La guerre de 1812 : commémoration ou propagande?
25 June 2012 - 12:55pm
La création du Parti conservateur du Canada en 2003 avait amené plusieurs commentateurs de la scène politique canadienne à faire des rapprochements entre cette nouvelle droite et le parti républicain américain. Pour briser cette image, le gouvernement conservateur a sorti des boules à mites les portraits de la reine et la guerre de 1812.
Sur ce sujet, Josée Boileau du Devoir déclare : « Des dizaines de millions de dollars seront dépensés pour convaincre les Canadiens que 1812 conduira à 1867. Une erreur historique montée en épingle sans vergogne par les conservateurs. » Le célèbre auteur d’illustrations historiques, Francis Back, a déclaré dans une entrevue que le gouvernement conservateur instrumentalise la guerre de 1812 à des fins politiques et qu’il cherche des « symboles inventés ».
Dans cet article, j’aimerais attirer votre attention sur trois déclarations prises sur le site du gouvernement du Canada sur la guerre de 1812, qui appuient les propos de Josée Boileau et de Francis Back.
1) « La guerre nous a permis de devenir un pays libre et indépendant».
Cette affirmation nie les rapports de forces réels qui animaient les protagonistes. Le conflit oppose la première « nation libre et indépendante » du monde, les États-Unis d’Amérique, contre une colonie de la plus grande puissance militaire et commerciale de l’époque, l’Empire britannique. Au début du XIXe siècle, les États-Unis sont le pays le plus démocratique du monde, alors que le Canada est dirigé par une élite autocratique et corrompue (la Clique du Chatêau au Bas-Canada et le Family Compact dans le Haut-Canada).
Ce qui a réellement jeté les bases de la démocratie canadienne ce fut les luttes menées par les réformistes du Haut-Canada et les patriotes du Bas-Canada pour le gouvernement responsable durant la première moitié du XIXe siècle. Si nous voulons réellement commémorer les racines de la démocratie canadienne, c’est vers eux que nous devons nous tourner.
Johannes A. Oertel / Pulling down the statue of George III by the "Sons of Freedom," New York, 1776 / Library of Congress / Domaine public
La naissance du Canada en 1867 est d’abord est avant tout une alliance économique pour prendre le contrôle de l'ouest canadien avant que les États-Unis ne le fassent. L’identité canadienne n’apparaît que plus tard…vraiment plus tard. Le «drapeau que nous saluons», l’Unifolié, n’est adopté qu’en 1965 après d’âpres débats en chambre entre ceux qui voulaient rompre avec les symboles de l’Empire britannique et ceux qui y tenaient toujours. Le Ô Canada devient l’hymne national du pays en 1980.

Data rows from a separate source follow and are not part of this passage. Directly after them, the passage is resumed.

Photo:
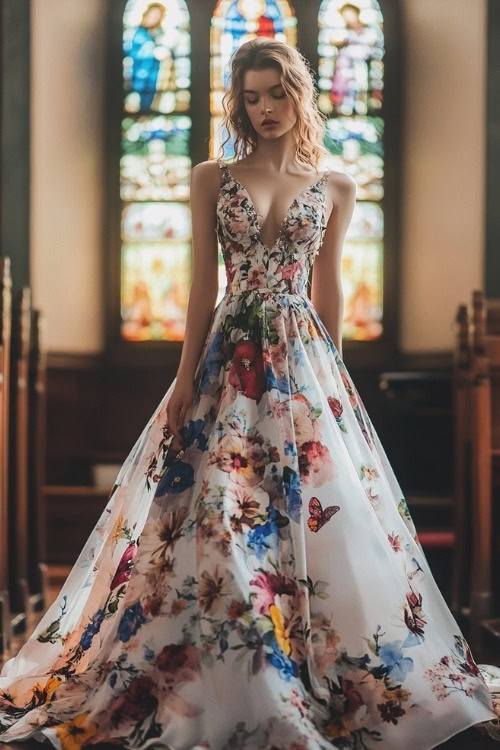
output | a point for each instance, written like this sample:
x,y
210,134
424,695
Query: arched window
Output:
x,y
161,120
351,82
155,168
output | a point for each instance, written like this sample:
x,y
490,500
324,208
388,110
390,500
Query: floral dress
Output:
x,y
264,588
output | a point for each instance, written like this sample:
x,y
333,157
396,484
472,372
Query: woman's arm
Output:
x,y
205,182
205,185
326,290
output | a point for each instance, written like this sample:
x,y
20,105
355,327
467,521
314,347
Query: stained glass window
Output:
x,y
155,170
350,82
233,23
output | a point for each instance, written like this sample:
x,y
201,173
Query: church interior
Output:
x,y
95,258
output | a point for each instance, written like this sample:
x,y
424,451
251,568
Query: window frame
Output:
x,y
382,352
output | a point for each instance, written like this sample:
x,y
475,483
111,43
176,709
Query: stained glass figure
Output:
x,y
350,82
155,170
233,23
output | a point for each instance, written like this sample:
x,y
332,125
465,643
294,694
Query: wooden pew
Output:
x,y
5,334
37,523
477,445
462,380
485,351
18,464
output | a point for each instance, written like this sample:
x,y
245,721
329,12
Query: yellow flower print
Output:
x,y
74,734
117,529
280,632
51,687
336,729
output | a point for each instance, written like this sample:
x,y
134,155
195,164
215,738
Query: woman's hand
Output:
x,y
179,402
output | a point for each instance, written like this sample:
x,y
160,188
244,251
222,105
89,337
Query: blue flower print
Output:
x,y
192,432
214,360
286,666
398,665
178,477
92,628
292,488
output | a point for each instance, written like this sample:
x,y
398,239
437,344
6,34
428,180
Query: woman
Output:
x,y
255,581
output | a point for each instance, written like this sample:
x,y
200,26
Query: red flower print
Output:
x,y
247,369
124,568
179,662
413,614
136,703
335,406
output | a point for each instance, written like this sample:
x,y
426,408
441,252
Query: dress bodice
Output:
x,y
250,264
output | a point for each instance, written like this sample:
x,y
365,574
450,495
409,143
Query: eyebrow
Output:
x,y
251,91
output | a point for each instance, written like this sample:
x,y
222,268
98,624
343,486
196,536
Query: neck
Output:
x,y
277,154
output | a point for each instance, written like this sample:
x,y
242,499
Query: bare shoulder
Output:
x,y
206,177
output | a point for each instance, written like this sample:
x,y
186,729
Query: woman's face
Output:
x,y
266,99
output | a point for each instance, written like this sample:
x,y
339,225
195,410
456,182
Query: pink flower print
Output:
x,y
269,585
395,542
124,568
291,270
315,464
350,390
335,406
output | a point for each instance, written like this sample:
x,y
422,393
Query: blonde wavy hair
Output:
x,y
298,82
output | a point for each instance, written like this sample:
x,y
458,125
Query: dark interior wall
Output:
x,y
15,137
492,211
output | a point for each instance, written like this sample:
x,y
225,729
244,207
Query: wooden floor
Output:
x,y
469,740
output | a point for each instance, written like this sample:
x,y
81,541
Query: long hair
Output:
x,y
298,82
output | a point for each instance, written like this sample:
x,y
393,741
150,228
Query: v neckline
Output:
x,y
269,249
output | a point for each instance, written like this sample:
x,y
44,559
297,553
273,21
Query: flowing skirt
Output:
x,y
261,589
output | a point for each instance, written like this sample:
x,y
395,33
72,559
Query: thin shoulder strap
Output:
x,y
226,174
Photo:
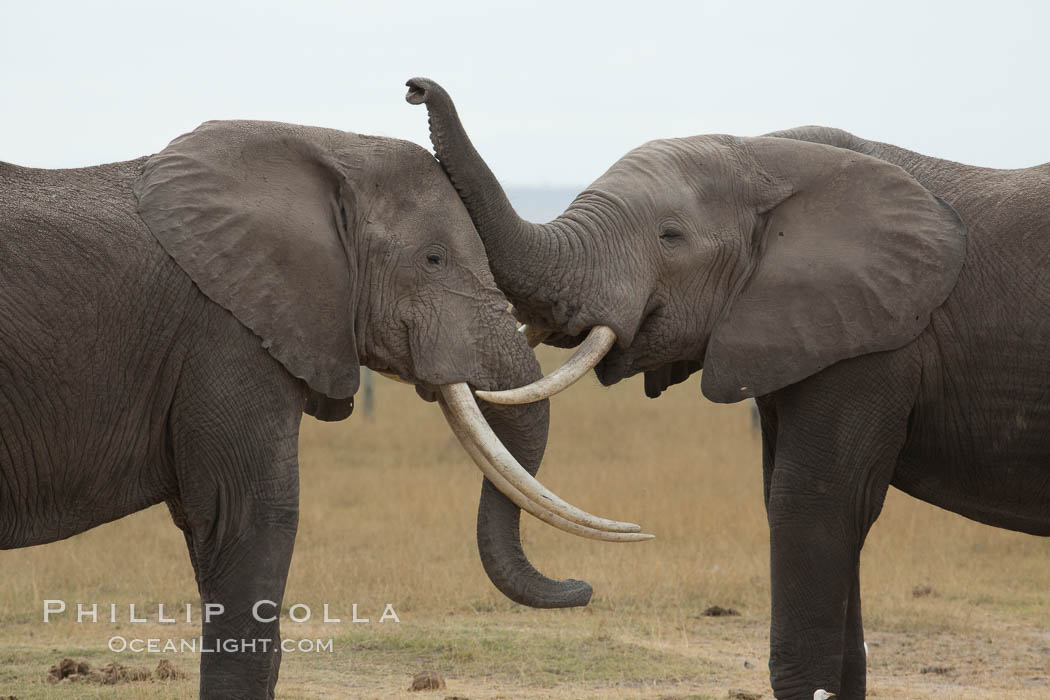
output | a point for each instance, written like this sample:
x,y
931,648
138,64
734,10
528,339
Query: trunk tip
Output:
x,y
569,593
420,90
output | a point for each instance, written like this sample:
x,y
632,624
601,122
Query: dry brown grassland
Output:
x,y
952,609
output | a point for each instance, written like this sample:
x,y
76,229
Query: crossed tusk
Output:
x,y
520,499
469,423
590,353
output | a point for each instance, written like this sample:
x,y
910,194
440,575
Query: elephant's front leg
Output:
x,y
814,554
235,440
242,590
854,682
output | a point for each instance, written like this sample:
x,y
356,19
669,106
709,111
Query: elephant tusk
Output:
x,y
590,353
520,499
533,335
463,407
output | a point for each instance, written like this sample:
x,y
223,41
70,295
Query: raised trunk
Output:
x,y
523,430
525,257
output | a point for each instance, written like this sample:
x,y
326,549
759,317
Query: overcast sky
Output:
x,y
552,93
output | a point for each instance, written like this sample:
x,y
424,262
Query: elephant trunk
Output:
x,y
515,247
523,431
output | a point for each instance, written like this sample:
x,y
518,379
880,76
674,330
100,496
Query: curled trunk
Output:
x,y
513,246
499,520
523,431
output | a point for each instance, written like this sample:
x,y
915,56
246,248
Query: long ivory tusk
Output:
x,y
520,499
533,336
590,353
463,406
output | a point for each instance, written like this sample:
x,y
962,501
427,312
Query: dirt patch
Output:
x,y
68,671
718,611
427,680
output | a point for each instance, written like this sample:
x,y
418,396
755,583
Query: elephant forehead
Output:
x,y
668,172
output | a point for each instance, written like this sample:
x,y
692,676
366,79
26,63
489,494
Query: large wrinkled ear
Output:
x,y
849,259
257,213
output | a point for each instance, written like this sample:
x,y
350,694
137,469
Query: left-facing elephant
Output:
x,y
165,321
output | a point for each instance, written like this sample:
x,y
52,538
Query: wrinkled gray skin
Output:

3) « Si la guerre s’était terminée autrement, l’identité francophone du Québec n’existerait pas. »
Cela présuppose que les États-Unis d'Amérique auraient été plus enclins à l'assimilation des francophones que l'Empire britannique...c’est oublié Lord Durham, représentant de l’Empire, qui dans son rapport déclarait explicitement, que pour prévenir de nouveaux soulèvements populaires dans le Bas-Canada, il fallait assimiler la population francophone. Pour plusieurs héritiers du parti patriote vers la fin du XIXe siècle, le meilleur moyen pour assurer le libre épanouissement du Bas-Canada était l’annexion avec la République américaine ! Les francophones ont survécu, parce qu’ils ont résisté, cela n’a aucun rapport avec la guerre de 1812 !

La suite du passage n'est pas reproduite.